Finalement, le jeu vidéo indépendant n’est pas de la créativité pure. J’ai trouvé bien plus d’idées, d’intelligence et d’innovations dans les très nombreux mods pour des jeux déjà existants. On sent d’ici la passion, l’explosivité parfois momentanée, les coups de génie, la coopération réelle entre des personnes d’horizons et de compétences différents. Dans l’univers des mods, chacun peut apporter son idée, des projets fusionnent, d’autres sont abandonnés, et d’autres abandonnés sont repris, on modifie le gameplay, les graphismes, le son, voire l’histoire, on crée des add-on officieux, des traductions et tout ça de manière utilitaire ou purement délirante. On peut même faire une totale conversion et parfois encore donner carrément naissance à un jeu à part entière.
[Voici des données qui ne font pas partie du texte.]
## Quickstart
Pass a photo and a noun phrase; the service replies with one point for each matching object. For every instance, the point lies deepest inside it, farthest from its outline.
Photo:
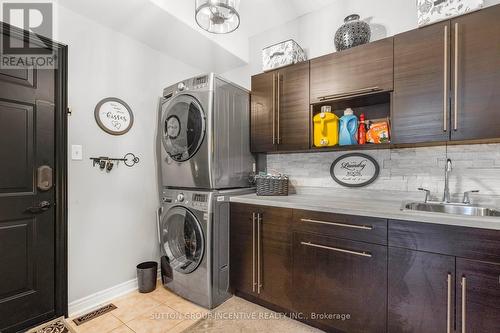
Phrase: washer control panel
(195, 200)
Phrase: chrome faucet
(447, 171)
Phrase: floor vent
(94, 314)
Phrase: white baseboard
(100, 298)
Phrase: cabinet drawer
(471, 243)
(343, 277)
(366, 229)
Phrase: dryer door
(182, 240)
(183, 127)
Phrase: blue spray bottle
(348, 128)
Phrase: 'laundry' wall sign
(355, 170)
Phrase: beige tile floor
(164, 312)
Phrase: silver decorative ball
(352, 33)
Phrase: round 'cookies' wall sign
(354, 170)
(114, 116)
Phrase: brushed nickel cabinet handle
(464, 303)
(445, 89)
(455, 125)
(259, 273)
(278, 139)
(274, 108)
(336, 249)
(345, 225)
(350, 93)
(158, 221)
(448, 306)
(253, 252)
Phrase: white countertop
(384, 205)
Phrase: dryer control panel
(195, 200)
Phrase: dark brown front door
(27, 198)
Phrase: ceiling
(163, 24)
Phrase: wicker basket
(271, 185)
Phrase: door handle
(274, 108)
(253, 253)
(464, 304)
(42, 207)
(448, 305)
(445, 88)
(278, 102)
(44, 178)
(259, 273)
(456, 100)
(337, 249)
(158, 221)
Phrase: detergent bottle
(326, 128)
(348, 128)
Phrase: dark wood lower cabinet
(242, 248)
(306, 264)
(261, 253)
(421, 292)
(478, 296)
(340, 284)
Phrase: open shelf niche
(376, 107)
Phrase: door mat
(94, 314)
(58, 325)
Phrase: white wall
(315, 31)
(111, 216)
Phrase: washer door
(182, 240)
(183, 127)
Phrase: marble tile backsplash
(475, 167)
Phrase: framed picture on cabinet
(432, 11)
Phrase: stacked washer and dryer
(204, 158)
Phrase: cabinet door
(275, 256)
(421, 291)
(242, 259)
(293, 108)
(476, 62)
(421, 85)
(353, 71)
(478, 299)
(263, 113)
(340, 284)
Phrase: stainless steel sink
(451, 208)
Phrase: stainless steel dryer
(194, 238)
(203, 134)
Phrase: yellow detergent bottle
(326, 128)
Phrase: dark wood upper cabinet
(476, 73)
(280, 109)
(478, 296)
(338, 276)
(293, 108)
(361, 70)
(421, 296)
(421, 85)
(263, 113)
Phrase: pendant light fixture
(218, 16)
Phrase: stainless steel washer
(194, 239)
(203, 135)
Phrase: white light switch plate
(76, 152)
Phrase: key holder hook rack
(107, 163)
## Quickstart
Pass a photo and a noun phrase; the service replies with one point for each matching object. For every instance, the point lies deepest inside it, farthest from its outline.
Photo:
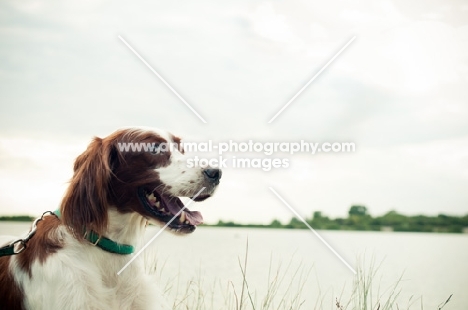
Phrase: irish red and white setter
(112, 195)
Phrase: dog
(119, 184)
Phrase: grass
(284, 290)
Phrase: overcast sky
(399, 92)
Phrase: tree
(276, 224)
(357, 210)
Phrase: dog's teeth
(182, 217)
(151, 198)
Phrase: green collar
(106, 244)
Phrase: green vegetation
(359, 219)
(287, 287)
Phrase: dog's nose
(213, 175)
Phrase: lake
(205, 267)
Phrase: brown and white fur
(114, 193)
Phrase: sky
(398, 92)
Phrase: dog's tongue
(174, 205)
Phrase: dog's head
(135, 170)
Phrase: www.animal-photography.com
(234, 155)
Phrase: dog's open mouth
(166, 208)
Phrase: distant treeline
(359, 219)
(17, 218)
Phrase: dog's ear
(84, 206)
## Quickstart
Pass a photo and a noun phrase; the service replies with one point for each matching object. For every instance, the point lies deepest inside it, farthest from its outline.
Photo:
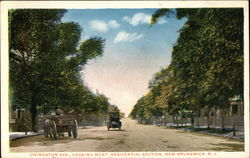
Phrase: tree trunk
(165, 119)
(198, 124)
(222, 119)
(177, 121)
(33, 111)
(208, 121)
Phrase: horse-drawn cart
(56, 125)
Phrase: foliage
(206, 69)
(45, 61)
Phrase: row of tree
(206, 68)
(46, 56)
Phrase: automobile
(114, 120)
(56, 125)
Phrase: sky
(134, 51)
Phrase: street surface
(133, 137)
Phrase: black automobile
(114, 120)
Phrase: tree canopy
(46, 56)
(206, 68)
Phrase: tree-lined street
(133, 137)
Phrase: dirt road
(132, 137)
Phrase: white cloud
(113, 24)
(102, 26)
(141, 18)
(162, 21)
(138, 18)
(123, 36)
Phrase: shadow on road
(228, 147)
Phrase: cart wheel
(75, 130)
(54, 130)
(46, 134)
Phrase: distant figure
(59, 112)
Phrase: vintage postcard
(124, 79)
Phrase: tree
(207, 60)
(45, 61)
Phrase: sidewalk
(227, 132)
(18, 135)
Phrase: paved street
(132, 137)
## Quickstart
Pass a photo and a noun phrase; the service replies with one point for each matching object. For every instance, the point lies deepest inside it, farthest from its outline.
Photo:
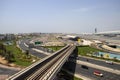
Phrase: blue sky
(64, 16)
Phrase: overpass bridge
(47, 68)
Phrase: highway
(47, 68)
(35, 53)
(99, 62)
(77, 69)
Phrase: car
(84, 66)
(109, 62)
(98, 73)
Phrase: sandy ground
(4, 64)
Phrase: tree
(101, 55)
(27, 52)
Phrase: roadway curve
(22, 45)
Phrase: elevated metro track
(47, 68)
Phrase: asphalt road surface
(38, 54)
(101, 63)
(76, 68)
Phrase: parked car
(84, 66)
(109, 62)
(97, 73)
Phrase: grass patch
(54, 48)
(64, 74)
(84, 50)
(20, 58)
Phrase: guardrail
(25, 73)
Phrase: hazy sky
(68, 16)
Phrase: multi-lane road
(77, 69)
(87, 73)
(33, 52)
(115, 66)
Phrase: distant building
(9, 37)
(2, 37)
(95, 30)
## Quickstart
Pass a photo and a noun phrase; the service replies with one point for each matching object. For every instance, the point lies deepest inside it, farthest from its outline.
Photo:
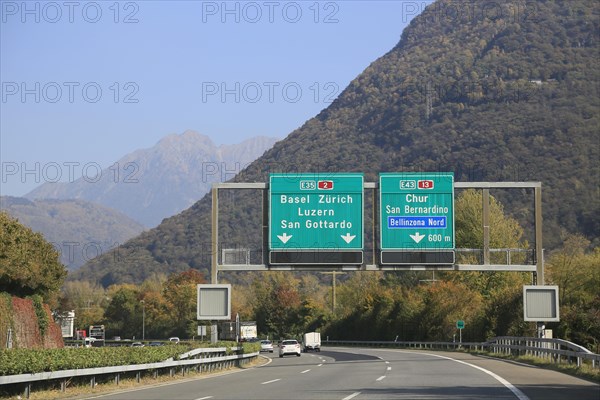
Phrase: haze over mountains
(502, 97)
(151, 184)
(79, 230)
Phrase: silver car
(266, 345)
(289, 346)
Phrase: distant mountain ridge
(78, 229)
(492, 98)
(151, 184)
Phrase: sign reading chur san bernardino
(417, 211)
(316, 211)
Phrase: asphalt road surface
(376, 374)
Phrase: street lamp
(143, 319)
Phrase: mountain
(503, 96)
(78, 229)
(151, 184)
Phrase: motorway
(376, 374)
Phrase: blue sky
(84, 83)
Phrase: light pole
(143, 319)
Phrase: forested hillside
(504, 96)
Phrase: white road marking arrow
(348, 237)
(284, 238)
(417, 237)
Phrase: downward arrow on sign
(417, 237)
(284, 238)
(348, 237)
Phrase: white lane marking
(518, 394)
(271, 381)
(510, 361)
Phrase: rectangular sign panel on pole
(417, 218)
(213, 302)
(316, 218)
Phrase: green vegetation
(576, 270)
(40, 313)
(29, 265)
(27, 361)
(417, 306)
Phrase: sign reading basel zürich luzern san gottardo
(316, 219)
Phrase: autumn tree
(124, 311)
(28, 263)
(576, 271)
(180, 292)
(88, 300)
(277, 304)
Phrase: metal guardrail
(210, 359)
(557, 350)
(554, 349)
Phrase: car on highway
(289, 346)
(266, 345)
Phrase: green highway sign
(417, 218)
(316, 218)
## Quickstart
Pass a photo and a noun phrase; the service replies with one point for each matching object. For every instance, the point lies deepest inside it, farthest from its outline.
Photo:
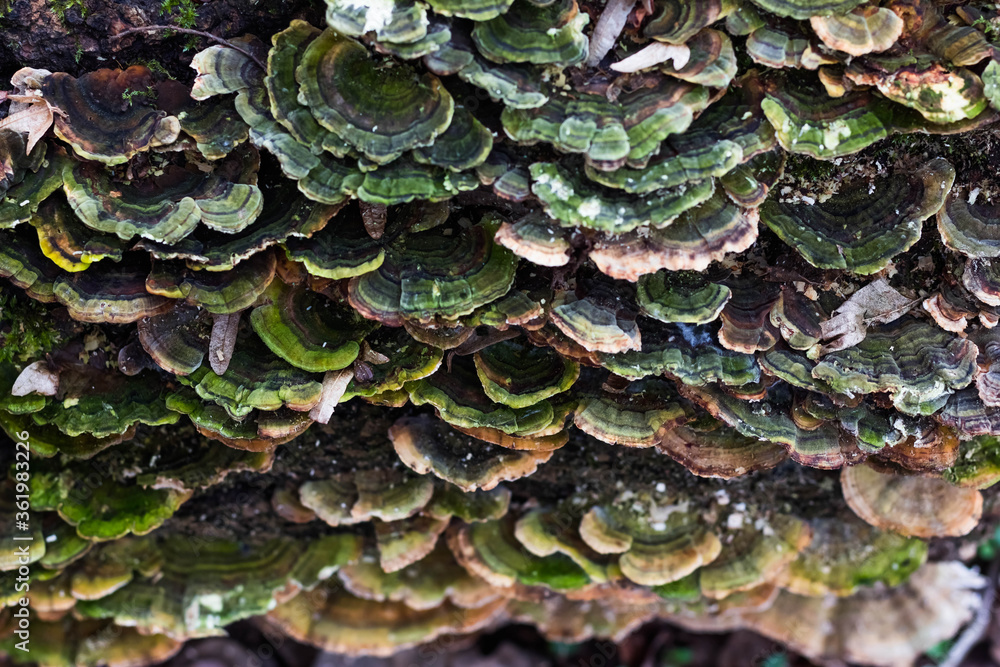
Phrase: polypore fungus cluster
(449, 313)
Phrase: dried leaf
(36, 378)
(874, 303)
(334, 385)
(223, 341)
(34, 120)
(653, 55)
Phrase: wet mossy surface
(457, 297)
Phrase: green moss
(26, 328)
(61, 7)
(184, 13)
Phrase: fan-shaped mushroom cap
(490, 551)
(334, 620)
(918, 364)
(216, 128)
(116, 293)
(336, 77)
(709, 448)
(846, 554)
(637, 416)
(164, 209)
(875, 627)
(258, 431)
(464, 145)
(460, 400)
(681, 297)
(982, 278)
(754, 555)
(393, 21)
(256, 379)
(659, 540)
(712, 60)
(532, 33)
(687, 352)
(218, 292)
(971, 229)
(911, 505)
(786, 45)
(881, 225)
(863, 30)
(70, 245)
(23, 199)
(938, 93)
(176, 340)
(195, 592)
(426, 445)
(746, 324)
(425, 584)
(537, 238)
(803, 9)
(577, 202)
(440, 272)
(562, 620)
(518, 374)
(223, 70)
(822, 446)
(101, 120)
(113, 510)
(308, 330)
(402, 360)
(825, 129)
(978, 463)
(388, 495)
(699, 236)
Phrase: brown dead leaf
(34, 119)
(874, 303)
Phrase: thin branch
(980, 622)
(198, 33)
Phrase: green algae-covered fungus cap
(918, 363)
(426, 444)
(307, 330)
(442, 272)
(911, 505)
(858, 230)
(531, 32)
(382, 112)
(518, 374)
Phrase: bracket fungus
(444, 314)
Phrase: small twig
(198, 33)
(980, 622)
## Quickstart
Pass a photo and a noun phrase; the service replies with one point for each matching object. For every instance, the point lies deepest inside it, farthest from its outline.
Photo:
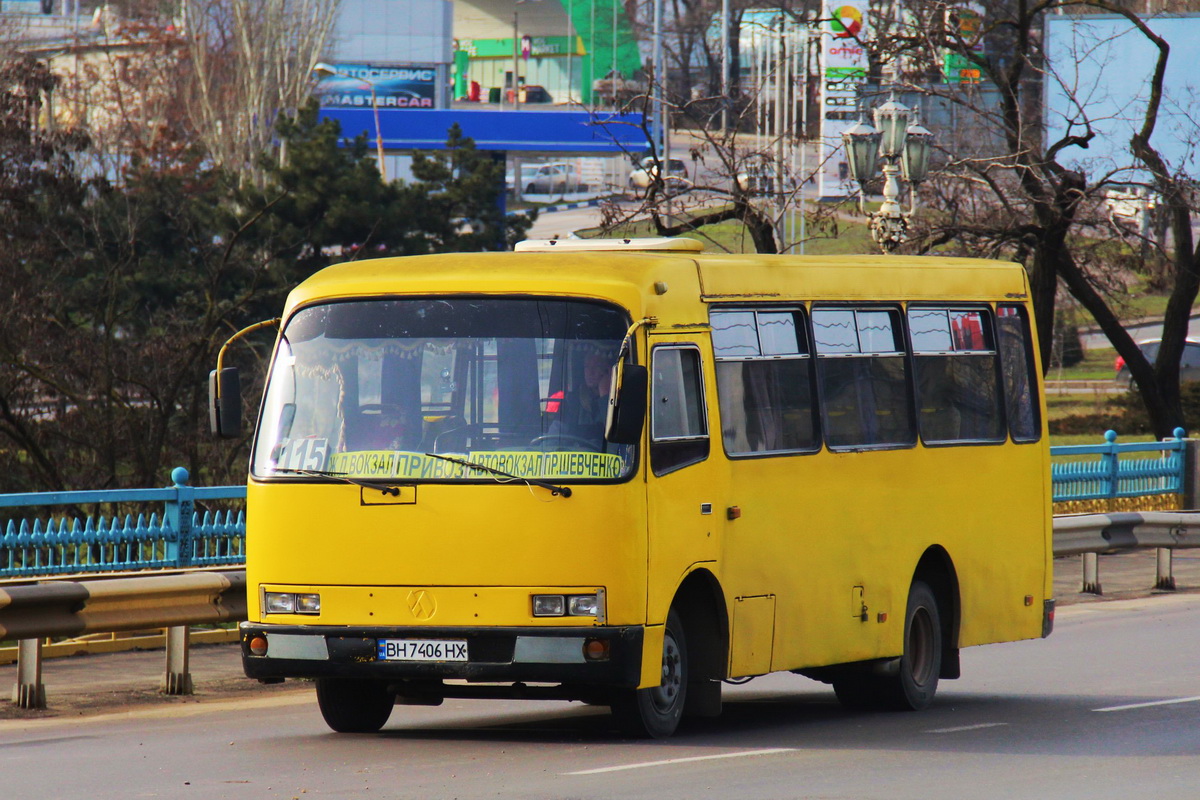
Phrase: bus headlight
(286, 602)
(565, 606)
(582, 606)
(549, 605)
Evidemment, il faut aussi trier, ça demande parfois une dose de compétence technique pour pouvoir faire fonctionner le tout mais ça permet aussi d’apprendre de son côté. Il y a une interaction puissante, une véritable émulation sociale, une gratuité absolue, un partage. Bref, il y a du réel. L’artisanat (le vrai) à l’aide d’un outil donné par des professionnels c’est comme la première épée forgée d’un débutant sous l’encadrement d’un bon forgeron. Cette première épée, elle a toujours plus d’âme. Et lorsqu’un groupe de ces gars là, encore sous l’influence de ce feu, encore avec cette naïveté d’enfant, cette motivation d’ado, cette compétence d’adulte et cette sagesse de vieillard, produit quelque chose, ça donne un résultat génial !

Yuyu

邪王炎殺黒龍波 ? Carrément…

Feline disrespect from behind !

Finalement, toute cette mentalité est significative de notre funeste destin. Que ce soit au niveau des entreprises ou au niveau de la personne individuelle, notre futur se profile selon le modèle de consommation hyper-capitaliste parce que nos échanges d’informations et de communications sont devenus mondialisés et que l’âme Humaine n’est pas prête pour ce modèle de société tout comme elle ne fut pas prête pour l’avènement de la science. Elle réclame mais n’a pas conscience des conséquences futures que ce mode de vie aura sur elle.
Un CDI ? C’est fini ! La flexibilité de l’emploi ? A fond ! La sédentarité ? C’pour les gays ! J’achète, je consomme, je jette, que ce soit l’Humain ou les biens culturels. C’est une boulimie terrible de la mentalité de l’Humain actuel qui est un décérébré congénital, perdu entre son esprit conditionné et ses désirs de plus en plus incontrôlables. Réagissant comme un drogué du loisir, il se lance dans un vortex à la force centripète exponentielle. C’est toute la mentalité d’internet 2.0. Dans le futur, c’en sera fini des grands groupes de développements, il n’y aura plus que des, non, « un » grand groupe d’édition et de distribution. Ce dernier pourra vendre, non, « louer » des biens culturels par le biais d’une plate-forme de téléchargement. Le hacking du code deviendra de plus en plus dur sur ces plates-formes et même si le motivé pourra toujours y parvenir, ce ne sera plus à la portée du lambda. On peut même envisager une licence globale, l’important c’est de donner son pognon, d’échanger de plus en plus vite.

Picollocool

Oh a double fucking !


Pour conclure notre petit troll estival, on peut dire que la belle époque de l’entre-deux est révolue, celle où on possédait l’impulsion économique et la créativité liée à la nouveauté du support, il suffit de se référer à l’article précédent pour voir de quelle époque je parle. Non ici ce n’est pas une renaissance de la créativité et un contre-pouvoir au capitalisme, c’est plutôt le soubresaut illusoire avant la chute finale : hyper capitalisme, appauvrissement des idées, dépossession de la vie. Que se passe-t-il lorsqu’un organisme distribue son énergie à tout va autour de lui, en petite quantité mais de façon constante ? Il fusionne avec son environnement. La négation de la virilité créative, la perte de l’identité même du jeu vidéo, voilà ce qui nous attend.